Yungblud began his set in typically feverish high gear, which rarely relaxed all evening. Opening with the innuendo-driven lust anthem Strawberry Lipstick, he radiated the anarchic aura of a pansexual Batman villain as he leered manically, ground his crotch lasciviously, dropped a volley of four-letter f-bombs, kissed his male guitarist and ran headlong into the audience. And that was just the first song. He may swear and sneer and bellow himself hoarse, but the singer came across as much more Robbie Williams than Liam Gallagher during this performance, a cheeky scamp shamelessly hamming up his cartoon self-image as an unassuming northerner amazed to find himself playing such a prestigious London venue.

Nova Twins (Corinne Cumming)

Steeped in vintage punk and grunge, glam rock and hip-hop influences, Harrison’s music was lively and melodic, if somewhat low on subtlety or originality. That said, his explosively dynamic performance style proved highly effective as he pinballed, hurtled and cart-wheeled through every sweat-soaked number, buoyed along by the roaring crowd. Crucially, he clearly shares a strong bond of empathy with his adolescent fans, tapping into their universal anxieties by repeatedly addressing his own self-esteem and mental health issues in tracks such as the angst-ridden Parents, the sullen Loner and the swashbuckling Nirvana-lite rocker Fleabag.

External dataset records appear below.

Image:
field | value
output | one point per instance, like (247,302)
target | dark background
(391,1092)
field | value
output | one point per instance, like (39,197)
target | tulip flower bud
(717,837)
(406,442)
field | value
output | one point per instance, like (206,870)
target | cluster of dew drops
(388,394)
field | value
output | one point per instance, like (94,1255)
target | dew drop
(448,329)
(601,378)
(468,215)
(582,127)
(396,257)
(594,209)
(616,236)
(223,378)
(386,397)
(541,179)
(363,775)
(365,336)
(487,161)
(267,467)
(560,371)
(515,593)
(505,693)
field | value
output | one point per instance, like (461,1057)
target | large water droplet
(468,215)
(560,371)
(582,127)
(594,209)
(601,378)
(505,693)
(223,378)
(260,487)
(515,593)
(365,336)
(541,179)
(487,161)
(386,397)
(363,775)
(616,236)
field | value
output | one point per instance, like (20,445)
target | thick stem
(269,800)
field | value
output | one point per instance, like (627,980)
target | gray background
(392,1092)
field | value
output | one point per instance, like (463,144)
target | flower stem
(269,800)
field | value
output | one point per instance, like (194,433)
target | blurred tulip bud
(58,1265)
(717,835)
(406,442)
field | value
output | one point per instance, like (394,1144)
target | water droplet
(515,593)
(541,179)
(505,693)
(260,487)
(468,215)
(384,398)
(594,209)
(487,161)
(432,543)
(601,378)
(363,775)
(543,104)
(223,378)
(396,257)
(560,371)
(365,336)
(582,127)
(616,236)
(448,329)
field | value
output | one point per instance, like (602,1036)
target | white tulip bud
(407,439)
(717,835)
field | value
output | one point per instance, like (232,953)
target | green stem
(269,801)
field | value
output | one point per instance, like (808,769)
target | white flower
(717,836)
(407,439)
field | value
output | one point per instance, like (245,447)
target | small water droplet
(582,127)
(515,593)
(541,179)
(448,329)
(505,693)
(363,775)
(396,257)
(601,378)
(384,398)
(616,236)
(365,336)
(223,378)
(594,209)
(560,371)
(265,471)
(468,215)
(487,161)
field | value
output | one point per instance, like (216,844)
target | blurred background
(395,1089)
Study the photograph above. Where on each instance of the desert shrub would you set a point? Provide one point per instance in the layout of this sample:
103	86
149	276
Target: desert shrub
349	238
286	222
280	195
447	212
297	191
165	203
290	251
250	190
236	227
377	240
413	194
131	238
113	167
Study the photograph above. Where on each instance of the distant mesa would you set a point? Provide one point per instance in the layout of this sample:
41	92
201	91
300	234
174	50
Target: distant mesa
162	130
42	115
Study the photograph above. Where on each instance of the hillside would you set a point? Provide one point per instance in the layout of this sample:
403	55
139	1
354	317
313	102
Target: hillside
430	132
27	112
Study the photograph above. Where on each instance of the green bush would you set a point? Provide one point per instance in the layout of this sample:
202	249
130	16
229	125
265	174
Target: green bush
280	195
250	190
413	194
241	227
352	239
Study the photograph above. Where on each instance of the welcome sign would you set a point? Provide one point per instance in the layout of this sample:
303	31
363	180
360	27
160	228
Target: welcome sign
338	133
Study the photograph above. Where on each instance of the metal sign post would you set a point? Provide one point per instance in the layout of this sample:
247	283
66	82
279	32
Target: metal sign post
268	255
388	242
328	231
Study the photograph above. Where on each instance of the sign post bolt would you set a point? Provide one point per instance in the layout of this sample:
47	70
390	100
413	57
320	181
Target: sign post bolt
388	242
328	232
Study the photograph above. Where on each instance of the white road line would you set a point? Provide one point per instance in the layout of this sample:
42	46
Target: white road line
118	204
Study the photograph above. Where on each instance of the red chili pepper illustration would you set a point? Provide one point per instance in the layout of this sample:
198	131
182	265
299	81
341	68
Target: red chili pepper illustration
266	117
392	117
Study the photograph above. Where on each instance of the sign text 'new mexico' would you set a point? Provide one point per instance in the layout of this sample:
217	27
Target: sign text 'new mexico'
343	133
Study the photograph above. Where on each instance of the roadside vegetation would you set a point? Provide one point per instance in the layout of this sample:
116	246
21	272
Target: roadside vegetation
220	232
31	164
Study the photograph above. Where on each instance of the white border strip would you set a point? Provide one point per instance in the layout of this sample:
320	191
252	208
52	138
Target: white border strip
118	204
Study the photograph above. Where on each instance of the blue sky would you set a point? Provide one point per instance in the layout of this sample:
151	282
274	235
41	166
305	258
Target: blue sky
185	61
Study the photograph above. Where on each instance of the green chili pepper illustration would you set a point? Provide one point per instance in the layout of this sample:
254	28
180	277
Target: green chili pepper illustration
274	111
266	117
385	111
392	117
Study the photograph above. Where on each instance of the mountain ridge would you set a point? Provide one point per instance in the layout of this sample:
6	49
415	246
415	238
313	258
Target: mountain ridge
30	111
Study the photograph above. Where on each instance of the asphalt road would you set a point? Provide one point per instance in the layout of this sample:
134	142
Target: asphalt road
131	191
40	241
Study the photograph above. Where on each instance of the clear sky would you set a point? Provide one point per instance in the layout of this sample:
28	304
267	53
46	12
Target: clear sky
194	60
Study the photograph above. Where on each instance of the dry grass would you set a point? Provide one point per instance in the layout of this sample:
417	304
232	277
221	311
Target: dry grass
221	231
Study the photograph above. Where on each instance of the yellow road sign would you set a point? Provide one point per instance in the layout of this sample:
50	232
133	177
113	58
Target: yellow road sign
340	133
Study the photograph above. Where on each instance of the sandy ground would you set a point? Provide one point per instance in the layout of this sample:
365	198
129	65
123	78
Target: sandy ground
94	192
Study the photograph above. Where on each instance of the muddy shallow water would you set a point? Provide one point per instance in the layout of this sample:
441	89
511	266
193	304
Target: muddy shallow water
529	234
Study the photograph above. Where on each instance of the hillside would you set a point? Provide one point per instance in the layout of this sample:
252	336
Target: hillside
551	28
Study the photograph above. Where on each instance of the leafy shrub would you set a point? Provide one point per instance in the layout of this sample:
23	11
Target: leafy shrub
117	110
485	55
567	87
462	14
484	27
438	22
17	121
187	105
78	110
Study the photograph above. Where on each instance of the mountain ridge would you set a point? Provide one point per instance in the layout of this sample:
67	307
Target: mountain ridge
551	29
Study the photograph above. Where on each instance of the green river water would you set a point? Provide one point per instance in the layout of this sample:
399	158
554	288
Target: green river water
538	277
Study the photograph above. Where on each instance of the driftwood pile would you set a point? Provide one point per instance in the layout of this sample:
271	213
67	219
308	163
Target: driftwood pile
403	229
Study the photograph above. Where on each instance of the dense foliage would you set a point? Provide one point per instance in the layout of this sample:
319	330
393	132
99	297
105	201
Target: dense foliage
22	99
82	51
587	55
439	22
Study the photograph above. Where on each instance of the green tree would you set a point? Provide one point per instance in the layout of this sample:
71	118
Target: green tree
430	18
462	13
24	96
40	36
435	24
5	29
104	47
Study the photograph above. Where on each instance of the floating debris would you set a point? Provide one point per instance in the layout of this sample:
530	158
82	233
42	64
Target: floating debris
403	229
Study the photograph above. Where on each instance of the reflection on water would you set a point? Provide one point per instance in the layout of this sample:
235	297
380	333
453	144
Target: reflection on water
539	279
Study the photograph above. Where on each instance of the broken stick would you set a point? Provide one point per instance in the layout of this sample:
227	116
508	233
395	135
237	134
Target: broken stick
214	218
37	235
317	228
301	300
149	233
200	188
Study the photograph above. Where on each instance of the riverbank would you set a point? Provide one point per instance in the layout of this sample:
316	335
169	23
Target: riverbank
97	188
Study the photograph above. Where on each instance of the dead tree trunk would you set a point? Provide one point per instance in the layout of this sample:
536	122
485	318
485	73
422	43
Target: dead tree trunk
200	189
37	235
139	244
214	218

Yungblud’s remorselessly needy tone grated at times, like an over-stimulated puppy that insists on humping your leg all evening. But his stadium-sized ambition and eagerness to please ultimately proved hard to resist. This must surely be the first ever Royal Albert Hall concert to climax with the headline star conducting a huge moshpit of whirling bodies while leading the crowd in a massed chant of “scream for Ukraine! Fuck Putin!”. A riotously good show for a great cause.